Kerry McCarthy read her speech from the Apple tablet computer’s screen during the third day of debate on last week’s Budget.
The Bristol East MP’s use of the device follows recommendations by the Commons Procedure Committee that iPads should be allowed in the Chamber.
McCarthy is known in Westminster for her use of technology, with a popular blog and a role as Labour’s “Twitter tsar” championing the use of new media.
But her ground-breaking use of the iPad in the Chamber was accidental, caused by repeated editing of her speech as the debate progressed.
“I did have a printed version, but was called so late I started playing around with speech on iPad so read it from there,” she said.
McCarthy added that it was “pure coincidence” that she had become the first to use the device.

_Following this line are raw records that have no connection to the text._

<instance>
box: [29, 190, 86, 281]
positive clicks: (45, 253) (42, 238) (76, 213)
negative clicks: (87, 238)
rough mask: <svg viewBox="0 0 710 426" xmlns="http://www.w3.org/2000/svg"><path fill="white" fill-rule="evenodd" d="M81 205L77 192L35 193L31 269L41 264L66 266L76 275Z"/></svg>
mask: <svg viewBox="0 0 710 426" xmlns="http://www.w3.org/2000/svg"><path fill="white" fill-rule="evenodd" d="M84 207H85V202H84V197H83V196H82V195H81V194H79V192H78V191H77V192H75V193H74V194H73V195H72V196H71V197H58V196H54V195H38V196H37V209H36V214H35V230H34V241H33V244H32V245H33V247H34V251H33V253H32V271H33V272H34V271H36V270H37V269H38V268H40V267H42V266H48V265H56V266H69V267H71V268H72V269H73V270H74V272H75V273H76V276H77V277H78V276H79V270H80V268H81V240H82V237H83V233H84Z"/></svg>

Writing on Twitter she revealed that the iPad had caused some difficulties when it came to getting her speech in Hansard, the official record of proceedings.
Most MPs will send their notes to the journal's reporters but McCarthy said: “Hansard want my iPad!”
She provided Hansard with a paper copy of a “rough draft” of the speech she delivered, during which she accused Chancellor George Osborne of “cutting too far and too fast”.
The Procedure Committee said devices no bigger than “a sheet of A4 paper” should be allowed in the Chamber.
MPs can use electronic devices to aid memory during debates and send and receive messages under the proposals.
But while the committee said the use of smartphones and iPads was allowed, laptops are still banned.
The committee said the changes would be given a one-year trial.
Its report stated: “It has to be acknowledged that electronic devices are ubiquitous now in a way that even four years ago was not the case.
“Banning them from the chamber might make the House appear out of touch with modern life and would mean that those in the chamber would be the last to know of breaking news widely available on the internet.
“We therefore conclude that Members should be allowed to use electronic hand-held devices for any purpose when in the chamber whilst not speaking, and that the current ban on the use of hand-held electronic devices as an aide memoire, whilst speaking in a debate, should be ended.”